The murdered driver, Muiruri, had become known to two members of Faculty in Scotland, Neil Mackenzie and Eric Robertson, when they visited Nairobi separately last year to take part in the training of independent prosecutors.

“Let the deaths of these three men be a turning point for the rule of law in Kenya.” Gordon Jackson QC

Kimani, the prosecutor, was abducted after appearing in court case as part of a Mwenda defence team against charges brought by police. The deaths are said to have the hallmarks of extrajudicial killings by the police. Three police officers have been held in connection with the murders.

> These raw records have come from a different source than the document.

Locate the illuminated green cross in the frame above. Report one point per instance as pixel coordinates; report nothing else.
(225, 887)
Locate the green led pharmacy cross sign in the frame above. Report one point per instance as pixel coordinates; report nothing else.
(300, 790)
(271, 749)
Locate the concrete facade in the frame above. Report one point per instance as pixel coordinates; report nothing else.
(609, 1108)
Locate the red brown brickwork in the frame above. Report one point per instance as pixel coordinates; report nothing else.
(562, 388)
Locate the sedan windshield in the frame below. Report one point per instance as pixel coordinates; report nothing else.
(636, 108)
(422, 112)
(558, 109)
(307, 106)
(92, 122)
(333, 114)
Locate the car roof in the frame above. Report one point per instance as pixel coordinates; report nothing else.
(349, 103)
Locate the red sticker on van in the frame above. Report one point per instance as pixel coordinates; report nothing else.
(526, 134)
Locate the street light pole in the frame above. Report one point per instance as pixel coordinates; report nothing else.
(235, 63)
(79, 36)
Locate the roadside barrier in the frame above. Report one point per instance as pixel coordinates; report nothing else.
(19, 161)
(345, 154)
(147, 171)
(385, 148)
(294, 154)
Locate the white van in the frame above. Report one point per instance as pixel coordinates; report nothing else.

The Faculty of Advocates is the professional body to which all licensed independent lawyers in Scotland belong. The body promotes and supports the administration of justice, representation and the rule of law in Scotland but has had a role in training advocates from a number of countries including Kenya.

“We strongly support calls for the effective protection of Kenyans by the courts, legal professionals and public authorities.” Gordon Jackson QC

There are many international partners – particularly the US, UK and Swedish governments who finance Kenyan police reform programmes.

A statement written by the Swedish Ambassador to Nairobi Johan Borgstam said: “Our diplomatic missions have offered law enforcement assistance to the Government of Kenya in this matter. 

“Human rights defenders play a key role in promoting human rights and strengthening the rule of law, and we are committed to supporting their work and protecting them.”

No extra comment was given by the Foreign Office or the UK Ambassador in Nairobi.

“We strongly support calls for the effective protection of Kenyans by the courts, legal professionals and public authorities.” Gordon Jackson QC

Gordon Jackson QC added: “News of the three killings was shocking. 

“As an independent bar we are committed to the highest ethical and professional standards and to the protection of all citizens under the rule of law.

“Let the deaths of these three men be a turning point for the rule of law in Kenya.”

The UN High Commissioner for Human Rights, Rupert Colville, condemned the killing of the lawyer and two others, and said cases of extrajudicial killings should not be treated casually.

“It is imperative to throw full light on what happened and to establish all responsibilities related to these atrocious murders. 

“We also call upon the Kenyan authorities to strengthen efforts towards accountability,” said Colville.